Shanmugam alleges Bloomberg lied to press secretary, says failure to remove article grounds for aggravated damages

Shanmugam alleges Bloomberg lied to press secretary, says failure to remove article grounds for aggravated damages


SINGAPORE: Home Affairs Minister K Shanmugam said on Wednesday (Apr 8) that Bloomberg staff members had misled his press secretary about the purpose of an article he alleges is defamatory, and were also not fully truthful to their own management about its nature.

Under cross-examination by Bloomberg’s lawyer, Senior Counsel Sreenivasan Narayanan, Mr Shanmugam was pressed to specify how reporters from the United States-based news organisation had lied to him when seeking comment. The defence also pointed to early versions of the article that did not mention the minister.

Towards the end of the hearing, the minister said the fact that the article was not taken down after it received a government fake news directive revealed Bloomberg’s intentions and malicious behaviour towards him, and should be grounds for aggravated damages. 

The exchanges took place on the second day of the defamation trial brought by Mr Shanmugam and Manpower Minister Tan See Leng against Bloomberg and its reporter Low De Wei.

Both ministers were mentioned in a December 2024 Bloomberg article about Good Class Bungalow (GCB) transactions titled “Singapore Mansion Deals Are Increasingly Shrouded in Secrecy”, written by Mr Low.

The article had referred to Mr Shanmugam’s S$88 million (US$69 million) sale of his GCB in the Queen Astrid Park area and Dr Tan’s purchase of a Brizay Park GCB for nearly S$27.3 million.

The ministers allege that the article defamed them by suggesting they had taken advantage of the lack of checks and balances and disclosure requirements in carrying out property transactions in a “non-transparent manner”.

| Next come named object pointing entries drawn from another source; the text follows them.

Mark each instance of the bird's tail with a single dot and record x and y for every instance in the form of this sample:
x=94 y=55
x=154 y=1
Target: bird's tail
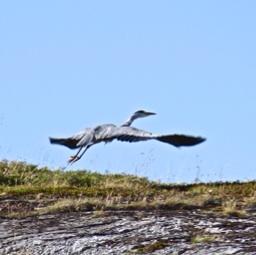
x=181 y=140
x=68 y=142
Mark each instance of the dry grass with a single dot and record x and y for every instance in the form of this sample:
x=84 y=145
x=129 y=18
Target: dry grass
x=47 y=191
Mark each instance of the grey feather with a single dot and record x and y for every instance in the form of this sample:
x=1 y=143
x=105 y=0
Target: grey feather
x=124 y=133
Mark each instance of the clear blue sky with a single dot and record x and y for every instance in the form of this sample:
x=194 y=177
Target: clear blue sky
x=66 y=65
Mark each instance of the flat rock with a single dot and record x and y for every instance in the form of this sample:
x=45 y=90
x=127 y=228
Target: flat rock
x=129 y=232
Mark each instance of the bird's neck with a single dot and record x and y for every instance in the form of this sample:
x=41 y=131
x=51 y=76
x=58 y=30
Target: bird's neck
x=129 y=121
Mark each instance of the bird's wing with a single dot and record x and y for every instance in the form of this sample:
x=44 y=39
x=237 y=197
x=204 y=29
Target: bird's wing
x=84 y=137
x=131 y=134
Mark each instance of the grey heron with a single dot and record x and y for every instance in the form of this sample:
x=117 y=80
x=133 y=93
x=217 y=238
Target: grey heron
x=125 y=133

Bloomberg, in its defence, said the genesis of Mr Low’s article was a report on real estate matters and that it did not originate from any intention to report on the ministers or their transactions.

WHAT THE LIE WAS

Mr Shanmugam had testified on Tuesday that he had seen documents confirming to him that Bloomberg was lying to his press secretary, Ms Ng Siew Hua. 

On Wednesday, Mr Sreenivasan opened the hearing by asking the minister to lay out what these lies were.

To this, Mr Shanmugam said that Bloomberg’s news employees in Singapore who were talking to his press secretary were lying, and that they did not seem to have been “completely transparent with their management outside of Singapore”. 

While he stopped short of saying that these news employees were “lying” to their management, he said they were not “telling the complete truth to whoever was asking questions about this article from outside of Singapore”. Mr Shanmugam did not elaborate on this point during his testimony.

He referred to the internal Bloomberg emails that he had read out in court the day before, clarifying that some of these emails were ordered by the court to be produced while others were produced by Bloomberg voluntarily.

Mr Shanmugam said his press secretary had reached out to Bloomberg in October 2024 and asked if the article was “an indirect way” of writing about the minister’s mansion sale.

In response, a journalist from Bloomberg had said the article was “not targeted” at Mr Shanmugam and said this was part of a broader trend story. Mr Shanmugam said these were lies because of the internal emails that he presented to the court on Tuesday. 

He had earlier alleged that the primary aim of the article was to get the sale of his property published, and that Bloomberg emails discussed getting a way to get the story out by wrapping it in a broader story.

DRAFT OR SUMMARY?

Mr Sreenivasan then showed Mr Shanmugam a document from August 2024, which he said was the first draft of the article, and asked if there was any mention of the minister’s name.